Até mesmo a defensora da “transparência tipográfica”, Beatrice Warde, em seu livro “The Cristal Goblet”, se contradiz ao reconhecer a força retórica do tipo quando diz: “Monte uma página em Fournier em oposição a outra em Caslon e outra em Palatino e será como se você tivesse ouvido três diferentes pessoas fazendo o mesmo discurso” (WARDE, 1956). Se a transparência do tipo fosse possível, essa contaminação retórica não ocorreria.
A pesquisa de Eva Brumberger
Num artigo de 17 páginas, intitulado “The Rhetoric of Typography: The Persona of Typeface and Text”, Eva Brumberger (2003b), faz uma tentativa de demonstrar que 15 diferentes faces tipográficas continham uma dimensão semântica própria, e que conhecê-las seria uma ferramenta para designers tomarem decisões sobre adequação retórica do tipo.

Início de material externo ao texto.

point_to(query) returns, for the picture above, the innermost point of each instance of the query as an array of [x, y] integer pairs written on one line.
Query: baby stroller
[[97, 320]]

O método que Brumberger utilizou, tinha como objetivo investigar se os leitores associavam CONSISTENTEMENTE atributos de personalidade para faces tipográficas específicas.
Deficiências da pesquisa sobre personalidade do tipo
No entanto, ela mesma reconhece que o objetivo da pesquisa não era esgotar o assunto, mas servir de base para pesquisas futuras. E novas pesquisas vão ser realmente necessárias, pois o trabalho de Brumberger tem diversas deficiências e se baseia em premissas que já foram questionadas cientificamente.
A primeira deficiência do artigo refere-se ao argumento de que faces tipográficas tem personalidades particulares, CONSISTENTEMENTE associadas ao tipo. No entanto, Brumberger não deixa claro que essa personalidade não é consequência da face tipográfica e sim do seu uso dentro de um experimento controlado, em condições que não refletem uma situação real de uso. Ela mesma diz no seu artigo que “este estudo não visa simular uma situação típica de leitura” (BRUMBERGER, 2003b). Prova disso é que as amostras de faces tipográficas utilizadas nessa pesquisa mostravam o alfabeto completo (em caixa alta e baixa), com números e a frase “A quick brown fox jumped over the lazy dog”, que usa todas as letras do alfabeto. Essa situação de leitura não é comum, pois raramente todas as letras do alfabeto são encontradas juntas e dispostas na ordem alfabética. Portanto, não possui validade ecológica.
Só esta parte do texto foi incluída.